Expert: US case that killed 30 sheds light on rockmelon outbreak

A food science expert says a similar case overseas may provide clues to the cause of a recent deadly outbreak of listeria in Australia, which was linked to contaminated rockmelons grown near Griffith.  

Two people died after consuming rockmelons reportedly grown at a farm in Nericon.  

Dr Conner Thomas, a senior lecturer in molecular and cellular biology at the University of Adelaide, noted a far more deadly outbreak in the United States. 

“In 2011, there was a major outbreak of listeriosis that resulted from contamined rockmelon … in Colorodo”. 

Some 146 people were infected, with a reported 30 consumers dying. 

“As a result of the investigation that followed that, [it was found] the source of the listeria had come primarily from the processing environment”. 

Up to 10 people across Australia have been hit by a bug after eating rockmelon from a NSW grower.

Up to 10 people across Australia have been hit by a bug after eating rockmelon from a NSW grower.

Dr Thomas said the listeria is found widely in soil and water, so the fruit cleaning procedure needs to be rigorous. 

“Fruit is going to have a bit of dirt on it, so to present them properly for sale they need to be washed”. 

“There’s a process that’s followed through where water is used to wash any dirt of the fruit, before it’s sent off”. 

“The problem comes if the water is recirculated, as it often is, so you can get a build up for bacteria and sugars from the fruit itself… and it provides a good environment for bacteria to grow”. 

“That’s just an hypothesis, I don’t think anyone has sat down and worked this out”. 

Dr Vincent Ho, a gastroenterologist from the University of Western Sydney, wrote in The Conversation that fruit can be contaminated by listeria “anywhere along the chain of food production: planting, harvesting, packing, distribution, preparation and serving”.

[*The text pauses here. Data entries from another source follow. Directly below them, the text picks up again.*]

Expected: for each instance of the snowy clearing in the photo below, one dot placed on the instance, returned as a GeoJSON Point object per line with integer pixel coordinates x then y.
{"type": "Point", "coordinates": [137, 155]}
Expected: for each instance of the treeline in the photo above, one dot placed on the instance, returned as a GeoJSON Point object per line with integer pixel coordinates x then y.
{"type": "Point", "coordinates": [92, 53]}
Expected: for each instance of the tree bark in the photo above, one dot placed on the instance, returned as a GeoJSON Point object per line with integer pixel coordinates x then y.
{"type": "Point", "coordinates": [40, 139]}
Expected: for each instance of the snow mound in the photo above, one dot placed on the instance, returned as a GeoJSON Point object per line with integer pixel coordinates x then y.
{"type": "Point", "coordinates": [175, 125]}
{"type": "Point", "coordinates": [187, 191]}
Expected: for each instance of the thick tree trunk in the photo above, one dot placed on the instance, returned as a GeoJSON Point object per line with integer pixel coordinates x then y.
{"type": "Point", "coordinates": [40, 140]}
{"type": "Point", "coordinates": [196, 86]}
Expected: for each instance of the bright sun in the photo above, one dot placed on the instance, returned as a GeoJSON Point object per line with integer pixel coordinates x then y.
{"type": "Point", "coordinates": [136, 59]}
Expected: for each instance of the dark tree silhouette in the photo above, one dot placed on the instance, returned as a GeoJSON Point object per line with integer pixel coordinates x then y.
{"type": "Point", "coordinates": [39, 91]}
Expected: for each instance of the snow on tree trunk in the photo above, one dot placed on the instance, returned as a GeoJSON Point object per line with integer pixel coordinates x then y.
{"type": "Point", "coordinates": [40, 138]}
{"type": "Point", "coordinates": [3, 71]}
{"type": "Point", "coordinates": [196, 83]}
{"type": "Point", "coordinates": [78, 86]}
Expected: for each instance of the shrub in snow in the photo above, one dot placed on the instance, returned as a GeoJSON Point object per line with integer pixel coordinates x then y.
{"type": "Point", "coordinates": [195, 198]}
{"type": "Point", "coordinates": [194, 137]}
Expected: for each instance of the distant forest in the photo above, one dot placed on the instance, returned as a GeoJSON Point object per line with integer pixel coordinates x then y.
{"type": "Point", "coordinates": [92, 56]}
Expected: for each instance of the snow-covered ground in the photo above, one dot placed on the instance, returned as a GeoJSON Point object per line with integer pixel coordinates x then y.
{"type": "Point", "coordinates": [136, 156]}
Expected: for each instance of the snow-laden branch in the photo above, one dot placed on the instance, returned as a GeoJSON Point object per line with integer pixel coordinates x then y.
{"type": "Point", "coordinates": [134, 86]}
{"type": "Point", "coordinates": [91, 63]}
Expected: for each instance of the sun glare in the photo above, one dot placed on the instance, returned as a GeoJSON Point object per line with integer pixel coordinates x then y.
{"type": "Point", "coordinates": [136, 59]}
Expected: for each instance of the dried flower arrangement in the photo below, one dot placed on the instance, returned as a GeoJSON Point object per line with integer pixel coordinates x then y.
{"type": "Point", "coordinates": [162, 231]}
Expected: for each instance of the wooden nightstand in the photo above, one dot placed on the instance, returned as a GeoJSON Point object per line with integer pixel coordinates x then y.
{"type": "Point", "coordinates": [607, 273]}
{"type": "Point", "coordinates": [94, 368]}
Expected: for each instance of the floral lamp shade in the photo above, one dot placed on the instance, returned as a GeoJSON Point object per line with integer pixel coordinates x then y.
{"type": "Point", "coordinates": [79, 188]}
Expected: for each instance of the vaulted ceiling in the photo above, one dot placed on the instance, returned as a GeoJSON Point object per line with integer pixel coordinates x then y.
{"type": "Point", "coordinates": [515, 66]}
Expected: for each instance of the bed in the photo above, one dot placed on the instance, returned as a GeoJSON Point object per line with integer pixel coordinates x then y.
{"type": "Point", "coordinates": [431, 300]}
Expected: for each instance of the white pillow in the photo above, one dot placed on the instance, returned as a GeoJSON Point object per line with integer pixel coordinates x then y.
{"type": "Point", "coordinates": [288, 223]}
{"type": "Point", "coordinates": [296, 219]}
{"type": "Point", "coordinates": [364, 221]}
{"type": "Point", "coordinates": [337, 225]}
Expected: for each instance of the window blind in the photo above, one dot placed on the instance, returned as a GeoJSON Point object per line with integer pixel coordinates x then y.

He noted listeria contamination can also occur, and spread, in restaurants and home kitchens. 

The contaminated melons from NSW were grown near Lake Wyangan, which has high levels of toxic bacteria – blue green algae – in its water

Wetlands expert Geoff Sainty, who has been critical of turbid water being sourced for irrigation, said there’s no evidence lake problems are connected to this incident.  

“No, this has come straight out of left field”.

Dr Thomas said he was not aware of any evidence of a link between blue-green algae and listeria; nor the particulars of the outbreak linked to the NSW farm.